Sterne im Sand
Walkers scheinen zuviel Geld zu haben. Mehr Zelte als im Zirkus, und jeder takelt sich auf, als ginge es nach Ascot. Man fühlt sich gar nicht mehr wie auf einem Landfest, alles viel zu steif. Früher hat es mehr Spaß gemacht.«
»Waren Connie und Harry auch da?« wollte Louisa wissen.
»Ja, aber ich habe sie kaum gesehen. Kann ich etwas zu essen haben? Ich bin schon fast verhungert.«
Cleo sprang auf. »Hannah ist ausgegangen, aber wir können ja mal nachsehen, was die Vorratskammer zu bieten hat. Komm mit.«
Victor zwinkerte seiner Frau zu, als die beiden das Zimmer verließen. »Meinst du, er ist wirklich deshalb nach Hause gekommen? Klingt ein bißchen weit hergeholt.«
Sie lächelte. »Vielleicht hat er Cleo vermißt. Sie waren unzertrennlich, bevor er zu den Walkers geritten ist. Ich hatte mich schon gewundert, weshalb er sie nicht eingeladen hat mitzukommen. War er im Haus untergebracht?«
»Das weiß ich nicht.«
»Victor, hast du eigentlich mit Rupe über die Nebenfarmen gesprochen? Daß er sich dort ein eigenes Heim einrichten könnte?«
Ihr Mann, der offensichtlich nicht allzu erpicht darauf war, sich auf dieses Thema einzulassen, fingerte nervös an den Spielkarten herum, als erwarte er jeden Moment die Rückkehr der anderen beiden. »Das ist nicht mehr möglich, Louisa.«
»Wieso nicht?«
»Weil wir beschlossen haben, die Außenposten zu verkaufen, um Springfield kompakter zu gestalten.

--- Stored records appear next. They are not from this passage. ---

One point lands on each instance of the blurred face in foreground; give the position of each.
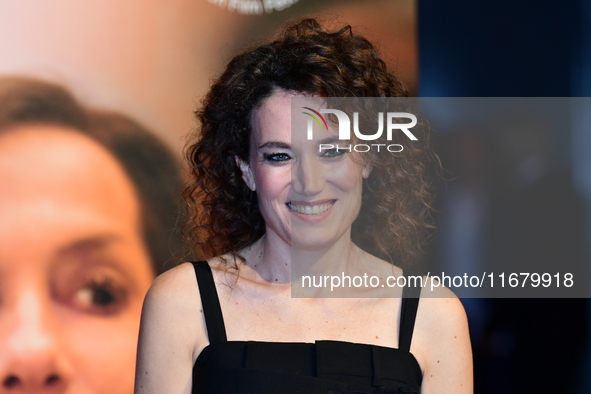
(73, 265)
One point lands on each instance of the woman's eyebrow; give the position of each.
(275, 144)
(88, 244)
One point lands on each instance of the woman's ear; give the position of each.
(247, 174)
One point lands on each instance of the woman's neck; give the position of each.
(276, 261)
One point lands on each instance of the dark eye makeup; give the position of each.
(276, 157)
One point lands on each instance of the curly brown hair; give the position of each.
(305, 58)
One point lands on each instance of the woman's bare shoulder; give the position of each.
(170, 303)
(442, 342)
(175, 288)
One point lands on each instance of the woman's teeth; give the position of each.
(311, 209)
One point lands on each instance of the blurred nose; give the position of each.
(31, 360)
(308, 177)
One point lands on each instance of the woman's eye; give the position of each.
(276, 157)
(333, 153)
(100, 297)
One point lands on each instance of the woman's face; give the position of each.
(73, 265)
(308, 198)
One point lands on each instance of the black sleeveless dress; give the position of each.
(323, 367)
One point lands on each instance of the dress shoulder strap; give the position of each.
(210, 302)
(408, 313)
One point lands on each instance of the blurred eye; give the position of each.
(330, 153)
(276, 157)
(100, 297)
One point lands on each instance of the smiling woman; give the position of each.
(74, 262)
(265, 204)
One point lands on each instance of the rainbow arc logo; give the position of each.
(318, 115)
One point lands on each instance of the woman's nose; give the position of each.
(307, 177)
(31, 359)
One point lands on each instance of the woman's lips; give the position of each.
(317, 208)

Wir müssen den Gürtel enger schnallen.«
»Deinen Vater würde der Schlag treffen!«
»Er mußte sich niemals wirklich mit dem freien Grunderwerb befassen. Die Farmen bringen einen guten Preis, und wir hatten ohnehin immer mehr Land, als wir gebrauchen konnten. Den Luxus der Nebenfarmen können wir uns nicht länger leisten.«
Louisa lehnte sich in ihrem Sessel zurück und sah ihn an. »Und nun? Springfield gehört euch beiden zusammen. Wenn Rupe heiratet, leben zwei Ehefrauen im Haus. Und so wie es aussieht, kann Charlotte jeden Augenblick heimkommen und ihr Wohnrecht beanspruchen.«
»Ich weiß gar nicht, was du hast«, seufzte Victor. »Dieses Haus ist riesengroß. Warum sollte hier nicht mehr als eine Frau leben können? Und Cleo wohnt doch bereits hier. Mit Austins Alleinherrschaft ist es endgültig aus und vorbei.«
»Dafür schwingt Charlotte dann wieder das Zepter. Zudem macht es einen gewissen Unterschied, ob eine Gouvernante hier wohnt oder eine Ehefrau. Warum hast du mich in dem Glauben gelassen, Rupe würde ausziehen?«
Victor legte den Arm um sie. »Es wird alles gut, Liebes, mach dir keine Sorgen. Lassen wir es einfach auf uns zukommen.«
»Das kannst du vielleicht«, murmelte sie. »Ich glaube, Harry hat es von Anfang an richtig gemacht. Er ist ausgezogen und war alle Probleme auf einen Schlag los. Ich weiß nicht, was schlimmer ist: ein Leben mit meiner Schwiegermutter oder deinem kleinen Bruder. Cleo meint, sie könne Rupe bändigen, aber da kennt sie ihn schlecht. Im Grunde verdient sie mein Mitleid.«
»Keineswegs. Er ist nur ein bißchen dickköpfig. Darin kommt er sehr nach Austin.«
»Er hat mit Austin überhaupt nichts gemein!« widersprach Louisa hitzig. »Soweit ich weiß, hat
er
die schwarzen Frauen immerhin respektiert, was man von Rupe weiß Gott nicht behaupten kann. Cleo kann froh sein, daß die Schwarzen nicht mehr da sind.«
Nun wurde Victor wütend. »Woher hast du dieses Geschwätz?«
»Es ist allgemein bekannt, du brauchst also gar nicht so unwissend zu tun. Springfield ist Charlottes Heim, daran kann ich nichts ändern, aber ich will, daß Rupe von hier verschwindet. Du verlangst zuviel von mir. Einer muß gehen, entweder er oder ich.«
»Wenn ich mich nicht irre, hast du so etwas schon mal im Zusammenhang mit meinen Eltern gesagt«, gab er zurück. »Weshalb sagst du nicht einfach, daß du nicht auf Springfield leben willst?«
Mit einer heftigen Armbewegung wischte Louisa die Karten vom Tisch. »Ich habe dich geheiratet, nicht deine ganze verdammte Familie! Dein kostbares Springfield interessiert mich nicht im mindesten, ich will ein eigenes Zuhause haben. Warum kannst du das nicht verstehen?«
Sie stürmte aus dem Zimmer. Victor bückte sich nach den Karten.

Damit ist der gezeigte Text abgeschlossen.